Par , le 10 juillet 2015
L’été 2015 des j-dramas

Ce n’est pas parce que les beaux jours semblent s’installer que cela signifie qu’il est interdit de se poster devant sa télévision. Et ça tombe à pic puisqu’une salve de nouveautés arrive au Japon. Vous devez dorénavant connaître le principe de ces billets, à savoir que les productions m’intéressant le plus – pour des raisons parfois hautement discutables – disposent d’une petite étoile (★) à la fin de leur description. Comme d’habitude, seuls les renzoku sont abordés, les tanpatsu étant volontairement mis de côté. (Si l’affiche, le lien vers le site officiel ou la page Drama Wiki ne sont pas indiqués ici, c’est qu’ils ne sont pas encore disponibles ; je les ajouterai dès que possible.) 37.5°C no Namida Chaîne : TBS Début : 9 juillet 2015 Site officiel – Fiche Drama Wiki Dans cette adaptation du manga du même nom de Shîna Chika, le contrat d’une jeune femme (Renbutsu Misako) travaillant comme institutrice est interrompu au bout d’un an de service.
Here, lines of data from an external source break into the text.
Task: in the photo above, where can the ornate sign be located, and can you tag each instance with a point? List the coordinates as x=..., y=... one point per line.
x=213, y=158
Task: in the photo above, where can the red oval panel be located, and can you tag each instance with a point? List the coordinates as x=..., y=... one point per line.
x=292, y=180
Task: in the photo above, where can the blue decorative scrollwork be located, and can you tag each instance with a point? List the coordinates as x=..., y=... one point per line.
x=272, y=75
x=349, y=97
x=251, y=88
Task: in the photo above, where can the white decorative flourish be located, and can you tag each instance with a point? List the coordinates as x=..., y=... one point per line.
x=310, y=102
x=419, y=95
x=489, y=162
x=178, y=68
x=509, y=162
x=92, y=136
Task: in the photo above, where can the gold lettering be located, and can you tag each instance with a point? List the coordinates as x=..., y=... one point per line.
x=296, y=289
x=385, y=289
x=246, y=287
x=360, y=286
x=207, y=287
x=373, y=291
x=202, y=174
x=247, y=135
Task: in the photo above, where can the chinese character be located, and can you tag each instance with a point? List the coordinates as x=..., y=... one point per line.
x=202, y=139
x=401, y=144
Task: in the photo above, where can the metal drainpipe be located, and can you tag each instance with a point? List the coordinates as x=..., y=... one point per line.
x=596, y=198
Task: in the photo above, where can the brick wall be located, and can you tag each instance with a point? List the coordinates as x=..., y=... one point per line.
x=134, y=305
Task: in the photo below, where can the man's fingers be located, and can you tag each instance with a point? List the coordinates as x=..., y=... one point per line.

Et pour cause, elle est incapable de sourire ou de communiquer convenablement avec les parents de ses élèves. Elle est alors embauchée par une société assez particulière prenant en charge les enfants malades tandis que leurs proches sont occupés ailleurs. Au contact de ses familles toutes différentes et de ses collègues, l’héroïne commence enfin à évoluer, les histoires paraissant en plus propices au sentimentalisme habituel. Narimiya Hiroki, Hayami Mokomichi et plusieurs autres acteurs sont dans les parages. Il y a de fortes chances que la fiction s’attarde sur […]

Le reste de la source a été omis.